Is there any sensible default we can use for buffering (without hitting the "stop until buffer copied" issue you raised above)? It feels like having an API that is less performant by default is a step backwards. I don't disagree that these are all desirable improvements - but I wonder if we can retain the default performance from before in some way?

I'm not sure what "stop until buffer copied" issue you mean. I just reread the conversation above and I didn't see anything that seemed to match.

We can retain more performance by complicating the iterator API, but I opted to keep it simple in this iteration. Allowing the wrapper to ask "is there only one run?" allows us to keep performance on par.

benoitkugler commented 1 year ago

Regarding the buffer, could we merge it with the LineWrapper type, and document that the lines returned by Wrap are owned by the line wrapper ? Users who need multiple wrapping would create multiple LineWrappers. And we could completely hide the scratch type from the API, and have buffered, performant behavior by default.

(Actually, it is basically the alternative @whereswaldon has initially proposed)

whereswaldon commented 1 year ago

I've internalized the existence of WrapBuffer as @benoitkugler suggested and tried to address all of @andydotxyz's recommendations regarding naming and style. Performance is essentially unchanged, though there is no longer any need to benchmark unbuffered use of the API because the buffering is internal and automatic.

benoitkugler commented 1 year ago

Thank you for the changes ! Seems great to me.

benoitkugler commented 1 year ago

Late remark : since wrapBuffer is now hidden, we could probably remove the pointer indirection (in the LineWrapper.scratch field), and also simplify ensureScratch that could just be replaced by scratch.reset.

@whereswaldon I can commit such changes if you want.
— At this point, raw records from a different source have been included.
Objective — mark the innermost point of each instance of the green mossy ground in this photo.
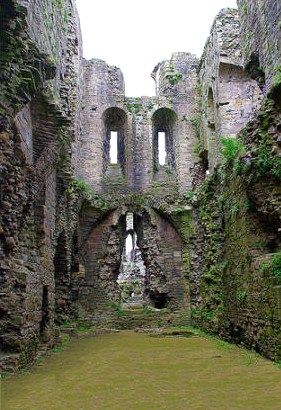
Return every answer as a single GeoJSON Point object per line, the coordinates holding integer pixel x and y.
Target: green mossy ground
{"type": "Point", "coordinates": [132, 370]}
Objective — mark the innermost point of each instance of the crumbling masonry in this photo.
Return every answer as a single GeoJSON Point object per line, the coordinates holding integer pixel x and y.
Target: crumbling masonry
{"type": "Point", "coordinates": [206, 222]}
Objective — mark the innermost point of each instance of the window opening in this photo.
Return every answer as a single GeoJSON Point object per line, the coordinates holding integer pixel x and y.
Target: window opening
{"type": "Point", "coordinates": [113, 147]}
{"type": "Point", "coordinates": [162, 154]}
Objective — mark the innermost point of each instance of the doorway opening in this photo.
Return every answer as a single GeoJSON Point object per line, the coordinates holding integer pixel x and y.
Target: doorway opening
{"type": "Point", "coordinates": [131, 278]}
{"type": "Point", "coordinates": [45, 313]}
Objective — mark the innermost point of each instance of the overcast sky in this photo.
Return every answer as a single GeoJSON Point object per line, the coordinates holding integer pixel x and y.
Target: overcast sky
{"type": "Point", "coordinates": [136, 35]}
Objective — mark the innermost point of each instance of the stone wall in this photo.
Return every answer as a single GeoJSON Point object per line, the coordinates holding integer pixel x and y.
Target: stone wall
{"type": "Point", "coordinates": [106, 109]}
{"type": "Point", "coordinates": [237, 210]}
{"type": "Point", "coordinates": [207, 241]}
{"type": "Point", "coordinates": [229, 96]}
{"type": "Point", "coordinates": [39, 118]}
{"type": "Point", "coordinates": [261, 39]}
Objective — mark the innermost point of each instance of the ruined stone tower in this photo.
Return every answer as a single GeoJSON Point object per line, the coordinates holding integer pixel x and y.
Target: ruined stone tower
{"type": "Point", "coordinates": [205, 220]}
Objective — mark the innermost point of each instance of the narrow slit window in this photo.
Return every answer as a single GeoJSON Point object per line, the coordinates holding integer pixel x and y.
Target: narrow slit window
{"type": "Point", "coordinates": [162, 148]}
{"type": "Point", "coordinates": [113, 147]}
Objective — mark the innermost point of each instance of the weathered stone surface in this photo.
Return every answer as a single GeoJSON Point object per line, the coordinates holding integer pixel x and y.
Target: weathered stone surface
{"type": "Point", "coordinates": [63, 203]}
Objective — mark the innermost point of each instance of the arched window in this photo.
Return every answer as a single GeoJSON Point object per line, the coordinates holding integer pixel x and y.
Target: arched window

whereswaldon commented 1 year ago

I've implemented that change, with some extra logic to make sure that the first time we reset the scratch buffer it allocates some space so that the first use of the line wrapper isn't extra-slow for no reason.

andydotxyz commented 1 year ago

I'm not sure what "stop until buffer copied" issue you mean. I just reread the conversation above and I didn't see anything that seemed to match.

Sorry I was referring to the same concept that you better described as "callers cannot wrap a new paragraph until they are done with the previous". I think I misunderstood what the default behaviour is so it should be fine.